The Edwardian rockery was another project of Mrs. Jefferies and it has recently been extensively restored and replanted. Amicia Oldfield, who now lives at Doddington, met Matt Jackson, the Head Gardener at Doddington, whilst at a seminar on rock gardens at the Oxford Botanic Garden, where he was responsible for the rock garden and alpine houses in particular, six or seven years ago. She invited him to come and advise her at Doddington. Matt was also involved in the overhaul of the quarry garden at Scotney Castle where he spent four years as Head Gardener. Since their initial meeting, five hundred tons of rock have been moved, and additional ragstone has been brought in from a Maidstone quarry as has rock from Ireland which was sourced by the same quarry. Whilst the old yuccas were kept and tidied up, much of the planting here is new but is already settling in well, with Welsh poppies and Euphorbia myrsinites seeding and spreading happily in crevasses and in the gravel. Pools gently cascade into a larger lower pool which has rocks emulating a quarry on two sides. Valerian and woolly-leaved salvias are finding toeholds in the rock as are clumps of house leeks, which are bulking up happily. Shrubs and undergrowth between the rockery and the parkland have been cut back giving, to quote, a ‘rock garden with a view’. Simple but good looking iron railings, newly restored, divide the parkland from the garden here so that visitors can have an uninterrupted view to the south.

There is also a Sunk Garden, with a central pool and deep herbaceous borders.
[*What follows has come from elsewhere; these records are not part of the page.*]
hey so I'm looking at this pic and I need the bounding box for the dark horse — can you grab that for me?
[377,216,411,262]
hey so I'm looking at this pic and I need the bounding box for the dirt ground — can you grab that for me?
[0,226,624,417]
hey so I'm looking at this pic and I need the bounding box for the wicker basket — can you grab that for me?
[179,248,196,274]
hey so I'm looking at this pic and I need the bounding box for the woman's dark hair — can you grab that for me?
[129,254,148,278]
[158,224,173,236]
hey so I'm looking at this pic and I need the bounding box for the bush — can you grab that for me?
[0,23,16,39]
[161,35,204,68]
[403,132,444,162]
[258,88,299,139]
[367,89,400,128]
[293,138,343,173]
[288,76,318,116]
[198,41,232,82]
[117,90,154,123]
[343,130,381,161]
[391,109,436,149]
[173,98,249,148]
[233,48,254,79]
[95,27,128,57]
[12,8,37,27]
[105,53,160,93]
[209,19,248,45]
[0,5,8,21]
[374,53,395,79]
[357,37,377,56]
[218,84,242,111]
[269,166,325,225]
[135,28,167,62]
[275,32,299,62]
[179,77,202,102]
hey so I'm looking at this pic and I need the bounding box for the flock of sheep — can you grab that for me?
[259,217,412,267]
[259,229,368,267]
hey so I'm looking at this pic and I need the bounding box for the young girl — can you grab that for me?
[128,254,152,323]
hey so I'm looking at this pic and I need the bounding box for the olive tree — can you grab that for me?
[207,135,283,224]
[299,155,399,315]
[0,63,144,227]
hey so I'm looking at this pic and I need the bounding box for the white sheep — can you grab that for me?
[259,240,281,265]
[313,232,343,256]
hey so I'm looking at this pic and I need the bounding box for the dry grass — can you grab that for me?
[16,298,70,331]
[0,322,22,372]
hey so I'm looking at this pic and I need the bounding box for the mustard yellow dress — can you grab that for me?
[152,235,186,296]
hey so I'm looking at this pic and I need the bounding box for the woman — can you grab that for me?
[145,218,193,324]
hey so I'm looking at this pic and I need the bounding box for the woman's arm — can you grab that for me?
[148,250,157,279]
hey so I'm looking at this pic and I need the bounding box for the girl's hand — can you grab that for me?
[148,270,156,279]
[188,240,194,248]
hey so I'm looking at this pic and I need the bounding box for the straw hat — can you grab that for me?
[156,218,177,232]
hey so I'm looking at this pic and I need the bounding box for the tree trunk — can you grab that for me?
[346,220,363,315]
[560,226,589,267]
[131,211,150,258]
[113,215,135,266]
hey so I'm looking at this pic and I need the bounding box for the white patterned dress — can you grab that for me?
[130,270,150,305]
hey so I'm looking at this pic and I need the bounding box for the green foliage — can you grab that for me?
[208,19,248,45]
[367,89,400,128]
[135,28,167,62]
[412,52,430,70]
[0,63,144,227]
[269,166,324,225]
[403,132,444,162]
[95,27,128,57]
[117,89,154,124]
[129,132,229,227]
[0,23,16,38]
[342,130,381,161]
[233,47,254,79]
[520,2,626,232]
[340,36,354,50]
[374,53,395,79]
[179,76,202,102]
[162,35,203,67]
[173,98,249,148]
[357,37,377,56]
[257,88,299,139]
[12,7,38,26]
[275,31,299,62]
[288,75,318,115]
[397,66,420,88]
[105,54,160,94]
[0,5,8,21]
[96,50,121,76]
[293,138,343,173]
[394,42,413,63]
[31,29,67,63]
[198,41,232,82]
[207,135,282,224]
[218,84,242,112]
The yew hedging round this was planted sixteen years ago and the ‘gables’ cut into it mirror those of the house. The small contained rose garden has gone through several transformations. The roses have gone, the peonies that replaced them have too and now there are simple box obelisks, and a series of coppers sourced in Suffolk now full of tulips soon to be replaced by French lavender grown from seed. In the summer the beds are full of a combination of Verbena bonariensis and a pale yellow water lily dahlia whilst now they are planted up with peony-flowered tulips. Whilst we were there the central copper contained tulips, the colour of which was a perfect match for the rosy purple blooms of the Judas tree, Cercis siliquastrum, in the garden beyond.

The Wellingtonia Walk is lined with giant Sequoia gigantea or Wellingtonias which were introduced into the country in the 1850’s and it is thought that these date back to this time. The Spring Garden, Pond and Folly Walks are to the east of the woodland and divided by high yew hedges. The Spring Garden is particularly lovely now with malus and medlars planted amongst long grass underplanted with spring bulbs, and in the centre, curved box hedges surrounding a mirrored obelisk – a sundial designed by David Harber as a Millennium project. Finally, the Pond Walk next to the Spring Garden has recently been replanted with an avenue of Betula utilis var. jacquemontii ‘Grayswood Ghost’, a particularly ‘aristocratic’ birch with a strikingly white bark and large glossy leaves. As they mature, the contrast between their trunks and the dark hedging will be wonderful.